I’ve written recently for ProfHacker about why I still find Twitter valuable. And apparently, many academics are, if not seeing the value, then at least interested enough to attend a session by me at the MLA Convention in 2017. I realized, while preparing for the workshop (who am I kidding, it was on the fly while I was giving the workshop), that the landscape of Twitter has changed tremendously since us “early adopters” fumbled around on the platform back in the late Aughts.
So an introduction to Twitter for Academics necessarily has to be different in 2017 than even a few short years ago (I’ve been doing this for a while). What I provide here is an expanded version of what I said in the workshop.
The first thing to do is to set up your handle, which (say it with me) doesn’t have to be your name.
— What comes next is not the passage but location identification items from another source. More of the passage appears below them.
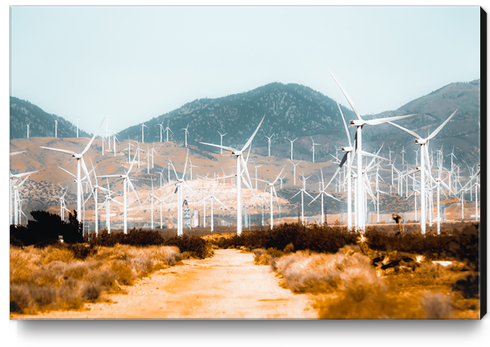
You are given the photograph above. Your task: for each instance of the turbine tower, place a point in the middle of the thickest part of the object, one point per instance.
(126, 182)
(292, 141)
(221, 141)
(269, 144)
(240, 161)
(80, 165)
(359, 123)
(424, 161)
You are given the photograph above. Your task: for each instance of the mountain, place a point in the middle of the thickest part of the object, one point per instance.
(290, 111)
(462, 132)
(294, 110)
(41, 124)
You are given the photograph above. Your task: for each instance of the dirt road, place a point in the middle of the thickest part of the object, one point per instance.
(228, 285)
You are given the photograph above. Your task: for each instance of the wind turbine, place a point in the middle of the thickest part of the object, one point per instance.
(359, 123)
(303, 191)
(239, 160)
(143, 126)
(313, 144)
(212, 197)
(15, 188)
(80, 165)
(167, 129)
(272, 190)
(292, 141)
(161, 131)
(126, 182)
(424, 156)
(180, 183)
(221, 140)
(269, 144)
(294, 170)
(108, 198)
(186, 131)
(323, 191)
(349, 157)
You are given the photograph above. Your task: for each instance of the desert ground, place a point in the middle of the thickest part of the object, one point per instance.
(228, 285)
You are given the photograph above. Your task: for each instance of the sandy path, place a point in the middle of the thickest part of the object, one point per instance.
(228, 285)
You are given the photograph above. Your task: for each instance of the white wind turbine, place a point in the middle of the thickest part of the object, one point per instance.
(126, 183)
(239, 161)
(186, 132)
(151, 197)
(313, 144)
(143, 126)
(167, 129)
(256, 167)
(303, 191)
(161, 131)
(269, 144)
(424, 162)
(62, 202)
(221, 140)
(107, 202)
(15, 188)
(80, 165)
(292, 141)
(349, 157)
(180, 183)
(213, 197)
(272, 190)
(323, 192)
(359, 123)
(294, 170)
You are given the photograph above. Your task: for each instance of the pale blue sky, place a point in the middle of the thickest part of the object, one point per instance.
(131, 64)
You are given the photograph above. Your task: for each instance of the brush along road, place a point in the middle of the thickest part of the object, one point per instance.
(228, 285)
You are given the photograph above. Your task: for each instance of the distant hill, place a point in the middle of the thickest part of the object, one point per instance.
(294, 111)
(41, 124)
(290, 111)
(462, 132)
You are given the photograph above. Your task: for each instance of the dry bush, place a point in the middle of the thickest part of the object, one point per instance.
(52, 278)
(261, 257)
(436, 305)
(320, 273)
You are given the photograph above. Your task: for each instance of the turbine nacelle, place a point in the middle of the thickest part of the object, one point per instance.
(358, 122)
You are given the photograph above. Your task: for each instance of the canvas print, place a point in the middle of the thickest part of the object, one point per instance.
(311, 162)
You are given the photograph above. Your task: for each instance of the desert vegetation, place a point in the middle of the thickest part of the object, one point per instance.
(46, 274)
(63, 277)
(376, 275)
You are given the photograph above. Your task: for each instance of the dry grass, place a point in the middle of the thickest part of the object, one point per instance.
(347, 286)
(53, 279)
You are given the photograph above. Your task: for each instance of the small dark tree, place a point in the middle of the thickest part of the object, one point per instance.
(45, 229)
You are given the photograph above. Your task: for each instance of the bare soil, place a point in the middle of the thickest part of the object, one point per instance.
(227, 286)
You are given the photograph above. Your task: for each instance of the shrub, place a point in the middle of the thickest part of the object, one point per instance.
(45, 229)
(195, 246)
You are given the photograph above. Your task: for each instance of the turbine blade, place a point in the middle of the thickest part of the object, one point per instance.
(406, 130)
(345, 125)
(60, 150)
(218, 146)
(434, 133)
(93, 138)
(351, 103)
(253, 135)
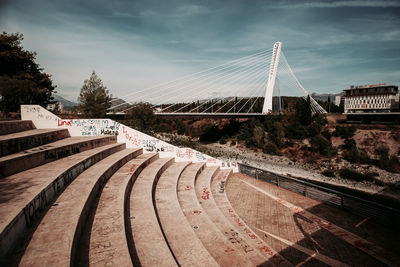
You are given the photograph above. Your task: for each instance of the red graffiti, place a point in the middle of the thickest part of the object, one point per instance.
(64, 122)
(206, 194)
(228, 249)
(211, 160)
(128, 137)
(253, 236)
(133, 168)
(189, 153)
(267, 250)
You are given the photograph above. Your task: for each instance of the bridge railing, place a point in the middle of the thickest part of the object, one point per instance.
(378, 212)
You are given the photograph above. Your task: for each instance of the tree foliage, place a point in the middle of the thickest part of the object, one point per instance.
(22, 81)
(303, 111)
(94, 99)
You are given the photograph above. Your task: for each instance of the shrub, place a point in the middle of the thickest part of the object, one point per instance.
(349, 143)
(344, 131)
(328, 173)
(351, 155)
(325, 133)
(272, 149)
(297, 131)
(354, 175)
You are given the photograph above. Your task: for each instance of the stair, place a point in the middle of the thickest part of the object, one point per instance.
(108, 243)
(61, 227)
(186, 247)
(8, 127)
(79, 201)
(16, 142)
(40, 155)
(150, 246)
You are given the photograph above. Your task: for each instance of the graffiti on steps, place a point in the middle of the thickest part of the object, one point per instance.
(42, 118)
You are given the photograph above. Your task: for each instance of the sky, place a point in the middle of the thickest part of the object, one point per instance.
(133, 45)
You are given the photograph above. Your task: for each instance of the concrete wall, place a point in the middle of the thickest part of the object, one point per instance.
(43, 118)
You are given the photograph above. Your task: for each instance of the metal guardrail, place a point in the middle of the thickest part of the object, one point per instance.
(380, 213)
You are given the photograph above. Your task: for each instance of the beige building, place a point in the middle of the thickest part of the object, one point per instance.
(371, 98)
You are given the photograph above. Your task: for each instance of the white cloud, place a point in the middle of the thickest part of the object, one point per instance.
(338, 4)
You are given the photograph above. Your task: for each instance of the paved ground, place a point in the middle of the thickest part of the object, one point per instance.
(309, 233)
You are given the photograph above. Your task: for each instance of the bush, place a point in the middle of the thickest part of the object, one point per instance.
(223, 140)
(297, 131)
(390, 164)
(354, 175)
(323, 145)
(349, 144)
(344, 131)
(272, 149)
(328, 173)
(325, 133)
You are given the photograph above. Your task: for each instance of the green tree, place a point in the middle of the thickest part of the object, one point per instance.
(22, 81)
(94, 99)
(303, 111)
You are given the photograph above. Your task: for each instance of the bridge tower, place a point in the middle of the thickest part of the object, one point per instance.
(273, 69)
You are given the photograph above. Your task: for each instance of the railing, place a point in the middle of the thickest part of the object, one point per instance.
(372, 210)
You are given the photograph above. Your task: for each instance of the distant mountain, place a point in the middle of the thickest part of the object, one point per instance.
(66, 103)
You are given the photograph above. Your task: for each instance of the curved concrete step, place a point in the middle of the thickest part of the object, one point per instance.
(108, 243)
(7, 127)
(61, 227)
(40, 155)
(25, 195)
(213, 240)
(187, 248)
(149, 245)
(16, 142)
(218, 185)
(237, 239)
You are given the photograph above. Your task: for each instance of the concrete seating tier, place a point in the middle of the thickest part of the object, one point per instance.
(217, 244)
(16, 142)
(7, 127)
(61, 227)
(37, 156)
(108, 242)
(26, 195)
(237, 239)
(218, 185)
(186, 247)
(148, 242)
(89, 201)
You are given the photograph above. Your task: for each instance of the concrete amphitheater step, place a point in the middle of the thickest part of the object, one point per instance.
(26, 195)
(218, 185)
(16, 142)
(40, 155)
(108, 243)
(218, 245)
(7, 127)
(237, 239)
(55, 239)
(150, 247)
(186, 247)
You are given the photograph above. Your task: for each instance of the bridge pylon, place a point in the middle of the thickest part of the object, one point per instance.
(273, 70)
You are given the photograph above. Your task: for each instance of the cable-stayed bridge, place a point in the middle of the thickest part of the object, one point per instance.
(254, 85)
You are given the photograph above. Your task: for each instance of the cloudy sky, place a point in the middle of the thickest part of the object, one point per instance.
(134, 45)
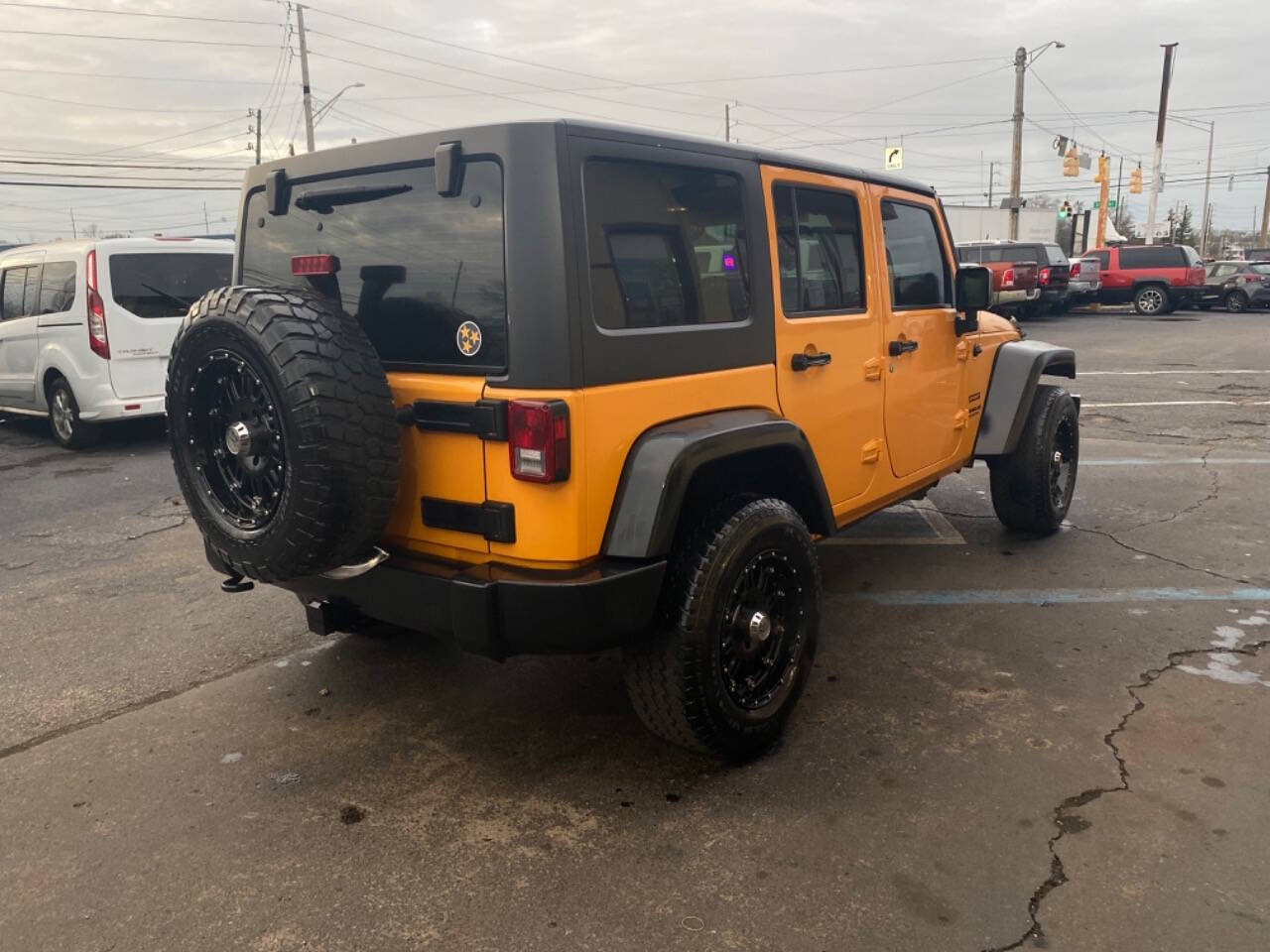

Nor does your real name have to be present. Nor does where you work or live be included in your biography. Nor do you have to turn on your location. Nor does it have to be your picture in the avatar box. It does not guarantee full anonymity, but it does give you a layer of protection.
Social media has made its way into almost every area of our lives, but much of it still operates outside limits that are set in the real world. Sadly our laws are insufficient to deal with online crime – and that includes hate speech.